The following information from GF Data highlights data regarding private equity-sponsored M&A transactions with enterprise values of $10 to 250 million. It is based on information from 223 private equity firms.
- M&A activity in the second quarter of 2014 continued to be driven by a scarcity of quality middle-market businesses for sale and an abundance of debt financing available to their potential buyers.
- Valuation multiples have remained virtually unchanged form 1Q – averaging 6.4x for the quarter.
- The number of deals for companies in the $10 – 250 million range in 2014 compared to 1Q and 2Q of 2013 has increased 41 and 70 percent, respectively.
Debt levels, especially on larger size transactions, have never been higher. From 2011 to 2013, total debt to earnings before interest, taxes, depreciation and amortization (EBITDA) sat at 3.4x every year. As of 2Q 2014, total debt averaged 3.9x, an increase from 3.6x in 1Q.

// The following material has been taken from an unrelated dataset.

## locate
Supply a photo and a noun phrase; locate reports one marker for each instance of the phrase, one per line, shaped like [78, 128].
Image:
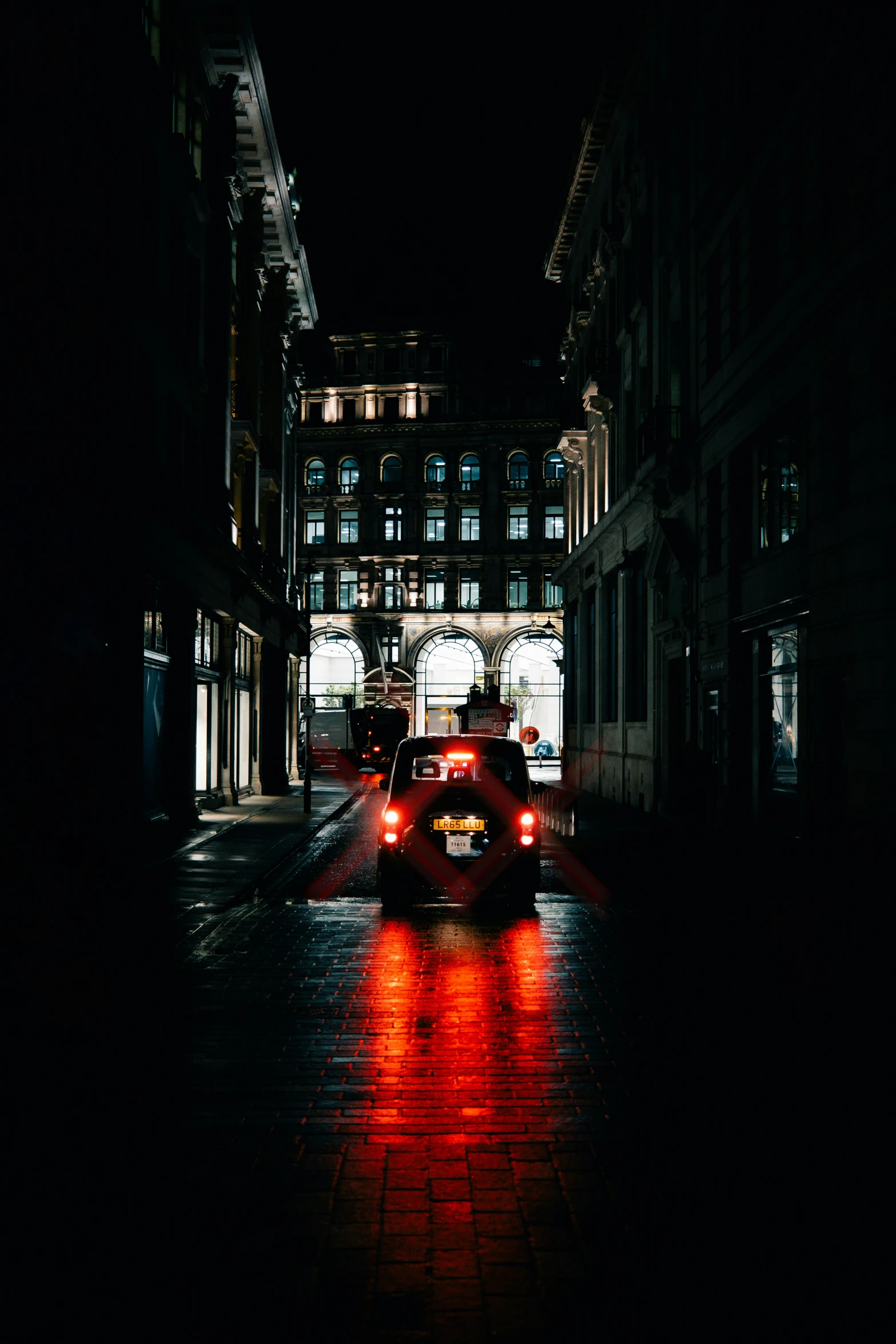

Add-on Acquisitions vs. Platform Deals
Over the course of the year, add-on acquisitions have been more highly valued than platform deals, with add-ons trading at an average of 6.8x and platforms at 6.1x in the past two quarters. Typically, platforms are valued at .2 - .3x more than add-ons. This is especially true in the $10-25 million tier.
Manufacturing, distribution, health care services and business services dominate deal volume, comprising about 80 percent of all activity. Distribution and health care services in particular are being valued above historical averages.